At the end of 2017, the Institute for Advanced Industrial Management (IFU) at the renowned Technical University of Braunschweig (TU Braunschweig) commissioned Garamantis with the software engineering of an intuitive, multi-touch-based factory planning software.

A beta version was released to the public just a few weeks later. In January 2018, the full version of the software was handed over to the TU Braunschweig and has been continuously enhanced since then.

Collaborative and hands-on factory planning at multi-touch table

With this interactive planning software, the IFU has created a practical industrial management tool that is unique in the world. It facilitates the collaborative execution and evaluation of factory planning without delay. The software’s interface ensures immediate and lossless transfer of results to all connected systems for further processing. Using a 65″ Ultra HD multi-touch table, several designers can simultaneously place machines in different factory halls and try out different configuration simulations in real time to find the optimal layout. By placing capacitive markers on the table surface, images of the different machines appear in the virtual 3D planner. The configuration of the capacitive markers is not fixed; instead, the designer can select the desired model from a list that pops up when the marker is placed, thus dynamically configuring it.

Interactive planning table supports and optimizes

Once several 3D machine models have been added to the scenario and arranged, the multi-touch software provides helpful hints and suggestions for improvement, such as how to comply with regulations on minimum clearances, fire protection and industrial safety. All regulations and associated manuals, as well as the entire content of the digital plotting table, are stored in a central web-based CMS. In this way, the software ensures that the correct layout is created in accordance with all applicable regulations.

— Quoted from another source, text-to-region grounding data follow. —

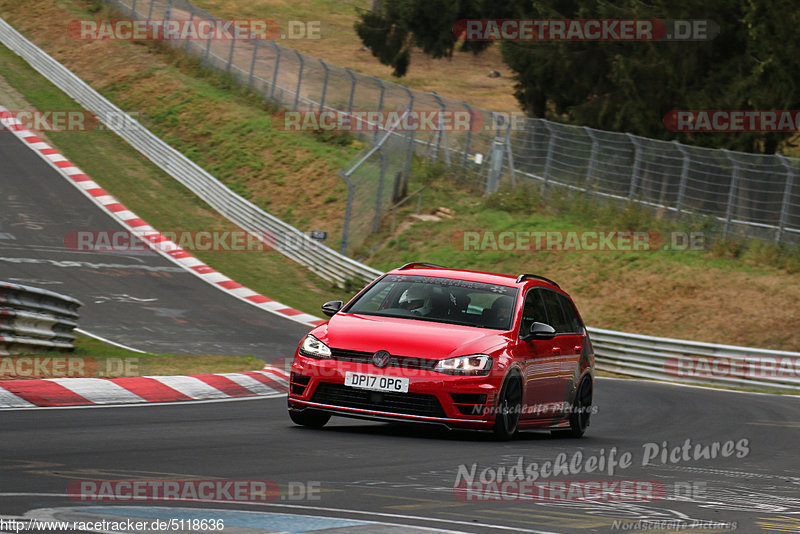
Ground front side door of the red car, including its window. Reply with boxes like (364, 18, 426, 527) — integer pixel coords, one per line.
(515, 287, 563, 419)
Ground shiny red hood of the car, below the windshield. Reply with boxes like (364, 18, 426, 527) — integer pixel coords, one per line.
(312, 313, 508, 359)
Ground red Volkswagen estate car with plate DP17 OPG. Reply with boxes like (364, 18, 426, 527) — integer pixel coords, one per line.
(288, 263, 594, 439)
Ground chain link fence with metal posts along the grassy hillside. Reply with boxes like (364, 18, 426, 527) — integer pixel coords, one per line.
(104, 0, 800, 253)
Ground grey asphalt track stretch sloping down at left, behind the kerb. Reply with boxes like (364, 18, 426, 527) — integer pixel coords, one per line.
(0, 131, 310, 360)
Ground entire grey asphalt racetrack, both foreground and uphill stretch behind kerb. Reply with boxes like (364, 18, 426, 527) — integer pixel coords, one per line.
(0, 119, 800, 534)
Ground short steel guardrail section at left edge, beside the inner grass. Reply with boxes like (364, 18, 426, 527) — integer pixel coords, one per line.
(0, 282, 82, 355)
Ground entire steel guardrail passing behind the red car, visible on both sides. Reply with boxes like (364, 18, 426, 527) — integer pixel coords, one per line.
(0, 19, 800, 391)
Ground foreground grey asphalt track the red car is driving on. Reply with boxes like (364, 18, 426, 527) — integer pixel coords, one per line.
(0, 379, 800, 533)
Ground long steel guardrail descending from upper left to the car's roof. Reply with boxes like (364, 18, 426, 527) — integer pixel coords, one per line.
(0, 19, 380, 285)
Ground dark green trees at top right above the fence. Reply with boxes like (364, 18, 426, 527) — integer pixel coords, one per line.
(356, 0, 800, 153)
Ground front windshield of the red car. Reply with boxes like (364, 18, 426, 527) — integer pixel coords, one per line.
(344, 274, 518, 330)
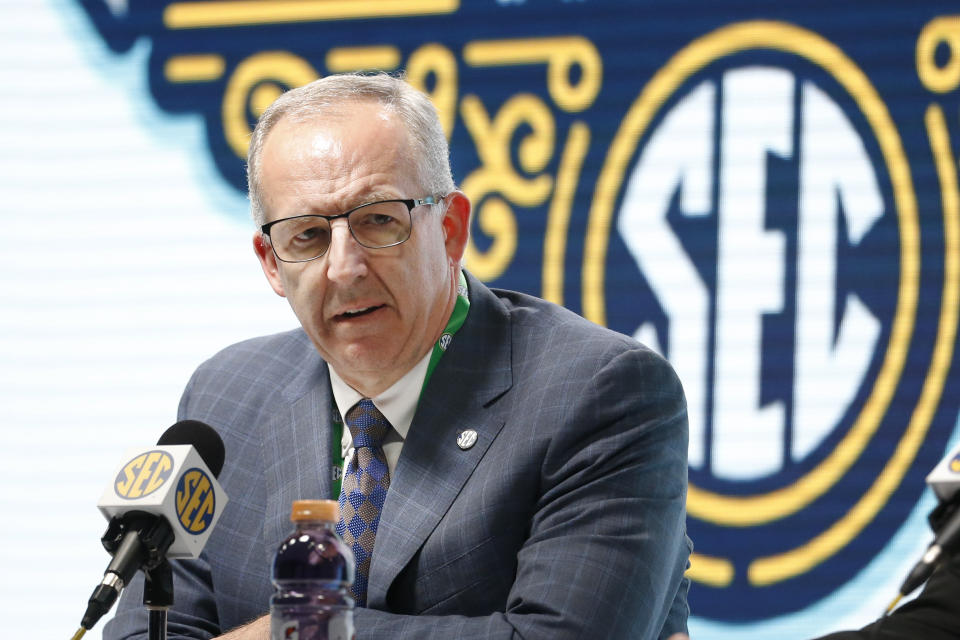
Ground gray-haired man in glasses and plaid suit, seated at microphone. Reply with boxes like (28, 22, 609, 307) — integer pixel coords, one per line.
(105, 75, 690, 640)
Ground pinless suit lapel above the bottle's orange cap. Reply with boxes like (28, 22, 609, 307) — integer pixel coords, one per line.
(262, 352, 340, 565)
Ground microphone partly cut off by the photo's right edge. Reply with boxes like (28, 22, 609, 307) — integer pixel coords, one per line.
(894, 444, 960, 604)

The next step in the planning process is to optimise the interaction between the machines and the sequence of operations. At the touch of a finger, material flows between individual machines can be simulated and configured. The software helps the designer realise maximum material throughput and visually identify potential bottlenecks. For example, if the throughput of one machine is significantly reduced, the factory designer will be forced to add a second machine of the same type and split the material flow between the two machines to maximise the total throughput in the processing chain. Only when all of the software’s notifications, suggestions and warnings have been properly addressed is the factory design process considered complete.

Other elements of interactive factory planning include the integration of forklift aisles and routes, a process step that is also performed using touch gestures. Because Garamantis has designed the entire software as a true multi-user application, several people can work at the same time without getting in each other’s way.

Interactive multitouch planning software

The plotting software also has an external interface for additional data visualisation. For example, an external screen can display real-time performance data resulting from the current state of the design. This performance data includes the power consumption, noise emission, total load and material throughput of the machines used in the simulation.

Real-time virtual reality connection to the multitouch table

To make the simulated planning process as realistic and immersive as possible, the software has a VR interface. Wearing a VR headset, one of the people involved in the planning process can enter a VR environment of the factory being planned and, from this perspective, immediately assess or even influence any changes to the settings. He or she can move freely around the entire 3D model of the factory and even use simple tools, such as a workbench, using VR controllers.

The collaboration between IFU and Garamantis shows how the synergy between the technical knowledge of factory design in conception and development on the one hand, and the software know-how in implementation on the other, can create significant added value in the form of a software tool.